# Programming notes for Information theory

This page is for code snippets and programming notes that may be helpful for the Informatics Information Theory course.

## Huffman codes

Minimal implementations sufficient to help answer the tutorial questions.

Matlab/Octave implementation: huffman.m
Python implementation: huffman.py

## Arbitrary symbol codes

Theo Varvadoukas, a student in the 2012–13 class, coded up the Sardinas–Patterson algorithm in Python: sardinas_patterson.py.

This code allows you to quickly check if a symbol code is uniquely decodable, whether or not it is a prefix code. The Kraft–McMillan inequality can rule out a code, but this algorithm actually checks it.

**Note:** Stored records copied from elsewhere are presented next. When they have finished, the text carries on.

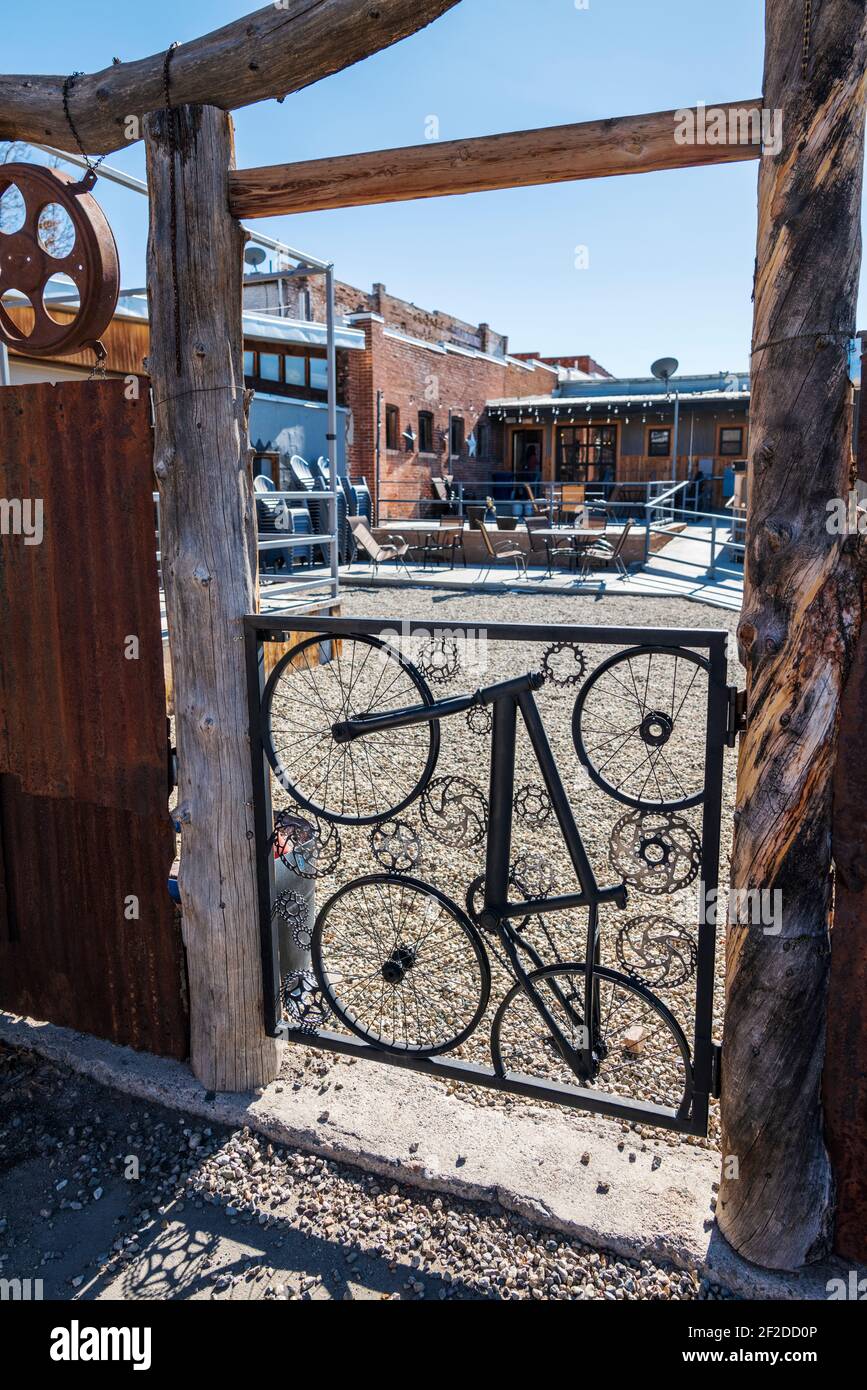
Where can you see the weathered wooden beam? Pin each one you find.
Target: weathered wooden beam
(281, 49)
(210, 576)
(521, 159)
(802, 612)
(845, 1076)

An alternative to checking non-prefix codes is to only use prefix codes: if the lengths of the codewords satisfy the Kraft–McMillan inequality, then why not construct a prefix code with those lengths?

## log-Gamma function

The log-Gamma function can be useful for evaluating the log of large factorials (ln(x!)=gammaln(x+1)). For many purposes in this course you can approximate the factorials you encounter, which may give more insight than evaluating them. However, comparing to a numerically ‘exact’ answer can be useful too. Here are some implementations that I’m aware of:

C: lgamma is provided in math.h in C99 and POSIX.1-2001 versions of C.
C: or use gammaln in util.c in lightspeed (older version with more liberal license)
C: or use logfactorial / logGamma in random.c in BayeSys
Matlab/Octave: gammaln
Python+numpy+scipy: scipy.special.gammaln
R: lgamma

There is probably a function somewhere for your favourite programming language. If not, you could port or call one of the C implementations.

If you need to compute log gamma differences of very close numbers, see this blog post.

## Random numbers

Most programming languages come with a uniform random number generator that provides samples uniformly between 0 and 1. Uniform real-valued samples are often used as a basis for sampling from non-uniform distributions, although MacKay (p118) argues for a using raw bits in an arithmetic encoder instead.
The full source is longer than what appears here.